The following table lists the top 20 critics by weight learned using the above training set with each optimization routine. Note that the weights are expressed as a percentage of the weight for the top critic in each list. Interestingly enough, both algorithms think Mike Scott of the New Orleans Times-Picayune is the metacritic MVP. So, for example, according to SLSQP, a review by Justin Lowe carries only 95% of the importance that is given to a review by Mike Scott.
SLSQP | COBYLA | ||
---|---|---|---|
Weight | Critic | Weight | Critic |
\(\cdot\) | Mike Scott (New Orleans Times-Picayune) | \(\cdot\) | Mike Scott (New Orleans Times-Picayune) |
0.949948 | Justin Lowe (The Hollywood Reporter) | 0.902288 | Slant Magazine |
0.929495 | Jordan Hoffman (The Guardian) | 0.900024 | Ronnie Scheib (Variety) |
0.914186 | Marjorie Baumgarten (Austin Chronicle) | 0.890113 | Wes Greene (Slant Magazine) |
0.910820 | Fionnuala Halligan (Screen International) | 0.887845 | Chris Cabin (Slant Magazine) |
0.909801 | James Mottram (Total Film) | 0.885791 | Martin Tsai (Los Angeles Times) |
0.904564 | Variety | 0.863626 | Lawrence Toppman (Charlotte Observer) |
0.903029 | Guy Lodge (Variety) | 0.858237 | Anthony Lane (The New Yorker) |
0.897749 | Inkoo Kang (TheWrap) | 0.845864 | Fionnuala Halligan (Screen International) |
0.894605 | indieWIRE | 0.834088 | Boyd van Hoeij (The Hollywood Reporter) |
0.892237 | Ben Kenigsberg (The New York Times) | 0.820908 | Variety |
0.882656 | Mike D’Angelo (The Dissolve) | 0.814152 | Nicolas Rapold (The New York Times) |
0.875550 | Simon Abrams (Village Voice) | 0.735623 | Justin Lowe (The Hollywood Reporter) |
0.875385 | Martin Tsai (Los Angeles Times) | 0.629166 | Mark Olsen (Los Angeles Times) |
0.875062 | Manohla Dargis (The New York Times) | 0.625141 | The Globe and Mail (Toronto) |
0.874889 | Kyle Smith (New York Post) | 0.567734 | James Berardinelli (ReelViews) |
0.872482 | Nicolas Rapold (The New York Times) | 0.562606 | Peter Sobczynski (RogerEbert.com) |
0.869911 | James Berardinelli (ReelViews) | 0.558980 | John Anderson (Wall Street Journal) |
0.863118 | Ronnie Scheib (Variety) | 0.520855 | Steve Macfarlane (Slant Magazine) |
0.860796 | Nikola Grozdanovic (The Playlist) | 0.510842 | Jordan Mintzer (The Hollywood Reporter) |
I should clarify that the top 20 list can change from one run to the next, since it depends on the training set chosen (which is at random).
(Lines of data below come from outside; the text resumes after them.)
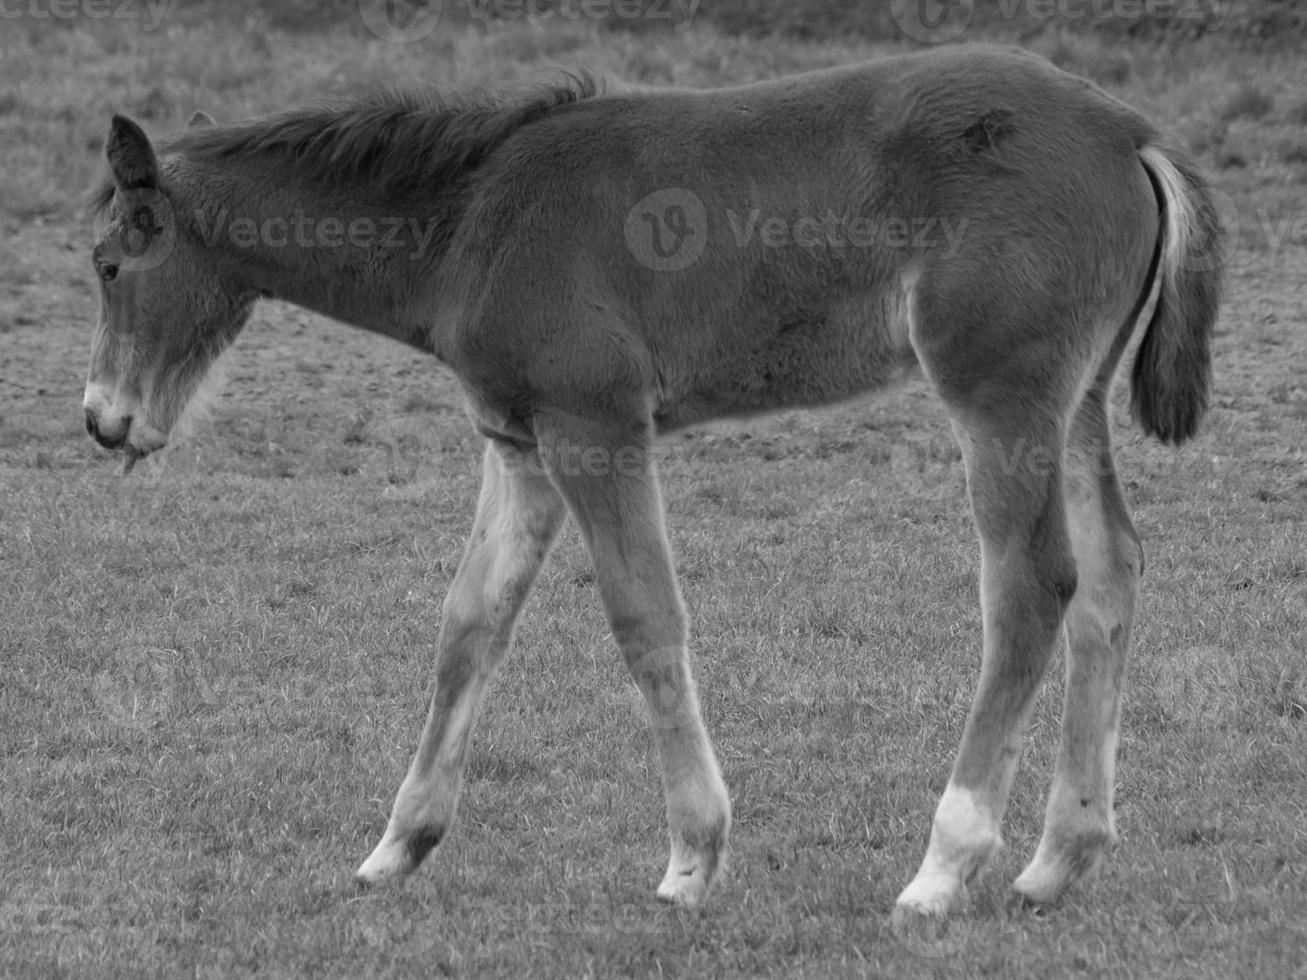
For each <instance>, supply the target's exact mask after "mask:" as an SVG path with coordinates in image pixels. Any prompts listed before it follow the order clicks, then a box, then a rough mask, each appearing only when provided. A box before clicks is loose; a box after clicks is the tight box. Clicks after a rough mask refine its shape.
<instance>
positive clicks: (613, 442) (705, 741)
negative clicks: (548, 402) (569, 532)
mask: <svg viewBox="0 0 1307 980" xmlns="http://www.w3.org/2000/svg"><path fill="white" fill-rule="evenodd" d="M537 435H538V438H540V443H541V453H542V455H544V457H545V461H546V465H548V466H549V472H550V476H552V477H553V478H554V481H555V483H557V485H558V489H559V490H561V491H562V494H563V497H565V498H566V500H567V506H569V507H570V510H571V512H572V515H574V516H575V519H576V524H578V525H579V527H580V531H582V537H583V538H584V541H586V546H587V547H588V550H589V554H591V558H592V559H593V562H595V576H596V580H597V584H599V591H600V596H601V597H603V601H604V608H605V610H606V612H608V618H609V623H610V626H612V630H613V639H614V640H617V645H618V648H620V651H621V653H622V657H623V660H625V661H626V666H627V668H629V669H630V672H631V676H633V678H634V679H635V682H637V685H638V686H639V689H640V693H642V694H643V695H644V700H646V706H647V708H648V717H650V724H651V727H652V729H654V741H655V743H656V745H657V753H659V760H660V763H661V767H663V788H664V793H665V797H667V819H668V832H669V836H670V858H669V861H668V868H667V874H665V875H664V878H663V882H661V885H659V887H657V896H659V898H660V899H663V900H664V902H670V903H674V904H682V906H695V904H698V903H699V902H702V900H703V898H704V896H706V895H707V891H708V889H710V887H711V885H712V882H714V879H715V878H716V875H718V872H719V870H720V868H721V864H723V861H724V858H725V851H727V836H728V832H729V827H731V801H729V798H728V796H727V788H725V783H724V781H723V780H721V771H720V770H719V767H718V760H716V757H715V755H714V753H712V745H711V742H710V741H708V734H707V732H706V730H704V727H703V720H702V717H701V715H699V699H698V694H697V691H695V686H694V678H693V677H691V673H690V660H689V651H687V648H686V643H687V621H686V614H685V606H684V605H682V602H681V593H680V589H678V587H677V583H676V572H674V567H673V564H672V550H670V546H669V544H668V540H667V531H665V527H664V517H663V502H661V495H660V493H659V486H657V477H656V473H655V470H654V464H652V460H651V459H650V453H648V442H650V440H648V433H647V427H646V426H642V425H640V423H639V422H638V421H631V422H629V423H618V422H616V421H614V422H608V423H601V422H593V421H589V419H580V418H576V417H572V416H566V417H563V416H562V414H561V413H559V414H557V416H552V417H549V418H541V419H538V421H537Z"/></svg>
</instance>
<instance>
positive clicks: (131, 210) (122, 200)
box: [114, 189, 176, 272]
mask: <svg viewBox="0 0 1307 980" xmlns="http://www.w3.org/2000/svg"><path fill="white" fill-rule="evenodd" d="M114 208H115V210H116V214H118V221H116V240H115V244H116V252H115V253H114V259H116V264H118V268H119V270H120V272H149V270H150V269H156V268H158V267H159V265H162V264H163V263H165V261H167V259H169V256H171V255H173V250H174V248H175V247H176V213H175V212H174V210H173V204H171V203H170V201H169V199H167V197H165V196H163V195H162V193H161V192H158V191H149V189H139V191H119V192H118V199H116V201H115V204H114Z"/></svg>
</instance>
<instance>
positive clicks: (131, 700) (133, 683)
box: [90, 647, 186, 730]
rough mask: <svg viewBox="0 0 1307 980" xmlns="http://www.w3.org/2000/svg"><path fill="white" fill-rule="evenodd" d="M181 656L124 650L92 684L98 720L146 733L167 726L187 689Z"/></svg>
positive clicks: (149, 649)
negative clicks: (183, 690)
mask: <svg viewBox="0 0 1307 980" xmlns="http://www.w3.org/2000/svg"><path fill="white" fill-rule="evenodd" d="M182 668H183V662H182V655H180V653H179V652H178V651H175V649H162V648H159V647H146V648H141V649H122V651H118V652H116V653H115V655H114V656H112V657H111V659H110V662H108V665H107V666H106V669H103V670H101V672H98V673H97V674H95V676H94V677H93V678H91V682H90V696H91V700H93V702H94V703H95V707H97V710H98V712H99V716H101V717H102V719H105V720H106V721H108V723H111V724H114V725H116V727H119V728H129V729H137V730H144V729H149V728H153V727H156V725H159V724H165V723H167V721H169V719H170V717H171V716H173V715H174V713H175V712H176V708H178V698H179V695H180V694H182V691H183V689H184V687H186V673H184V672H183V669H182Z"/></svg>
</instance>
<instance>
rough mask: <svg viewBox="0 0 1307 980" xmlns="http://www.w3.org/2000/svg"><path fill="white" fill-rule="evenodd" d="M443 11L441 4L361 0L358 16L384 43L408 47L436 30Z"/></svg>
mask: <svg viewBox="0 0 1307 980" xmlns="http://www.w3.org/2000/svg"><path fill="white" fill-rule="evenodd" d="M443 7H444V4H443V3H442V0H359V1H358V16H359V17H361V18H362V21H363V24H365V25H366V26H367V29H369V30H370V31H372V34H375V35H376V37H379V38H380V39H382V41H389V42H393V43H396V44H406V43H410V42H414V41H421V39H422V38H425V37H429V35H430V34H431V33H433V31H434V30H435V29H437V26H438V25H439V24H440V13H442V12H443Z"/></svg>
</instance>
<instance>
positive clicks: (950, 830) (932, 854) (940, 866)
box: [895, 783, 1002, 916]
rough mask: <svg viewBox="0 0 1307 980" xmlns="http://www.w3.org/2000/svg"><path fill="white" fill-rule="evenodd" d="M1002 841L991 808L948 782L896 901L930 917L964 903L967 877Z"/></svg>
mask: <svg viewBox="0 0 1307 980" xmlns="http://www.w3.org/2000/svg"><path fill="white" fill-rule="evenodd" d="M1001 845H1002V840H1001V838H1000V835H999V822H997V821H996V819H995V817H993V813H992V811H991V810H989V808H987V806H985V805H984V804H983V802H980V800H979V798H978V797H976V794H975V793H972V792H971V791H970V789H967V788H966V787H959V785H954V784H953V783H950V784H949V785H948V788H946V789H945V791H944V796H941V797H940V805H938V808H937V809H936V811H935V823H933V825H932V827H931V844H929V845H928V847H927V851H925V857H924V858H923V860H921V868H920V870H918V873H916V877H915V878H914V879H912V882H911V883H910V885H908V886H907V887H906V889H903V891H902V894H901V895H899V896H898V902H897V903H895V904H897V906H899V907H901V908H907V909H910V911H914V912H918V913H920V915H928V916H945V915H948V913H949V911H951V909H954V908H957V907H959V906H962V904H963V903H965V899H966V885H967V882H968V881H970V879H971V878H974V877H975V875H976V873H978V872H980V869H982V868H984V865H985V862H987V861H988V860H989V857H991V856H992V855H993V853H995V852H996V851H997V849H999V848H1000V847H1001Z"/></svg>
Next, we show a few sample predicted metascores:
Movie | Actual Metascore | Predicted (SLSQP) | Predicted (COBYLA) |
---|---|---|---|
Survivor | 26 | 30 (16.18%) | 33 (28.12%) |
Entourage | 38 | 57 (50.25%) | 43 (15.65%) |
Chappie | 41 | 46 (12.89%) | 43 (6.00%) |
Dreamcatcher | 86 | 77 (-10.46%) | 83 (-2.77%) |
Avengers: Age of Ultron | 66 | 62 (-5.05%) | 67 (1.57%) |
Gemma Bovery | 57 | 0 (-100.00%) | 61 (7.15%) |
Alleluia | 84 | 90 (7.41%) | 87 (4.13%) |
With a test set of size 60, the movie predictions by the two algorithms had the following RMSE values:
SLSQP | COBYLA |
---|---|
0.053437 | 0.016942 |
Takeaways
- Working out the math was obviously fun!
- I got to brush up on my long defunct skills with numpy, scipy, matplotlib, etc.
- Even a toy project like this one can end up demanding substantial time and attention, especially if it is something you want to share with the rest of the world. For example, I ended up setting up proper Python package management for all the code.
- Writing this blog post was also extremely useful because it clarified my own thinking on the topic. I was actually able to go back and refactor the code to better match the implementation pipeline I described above.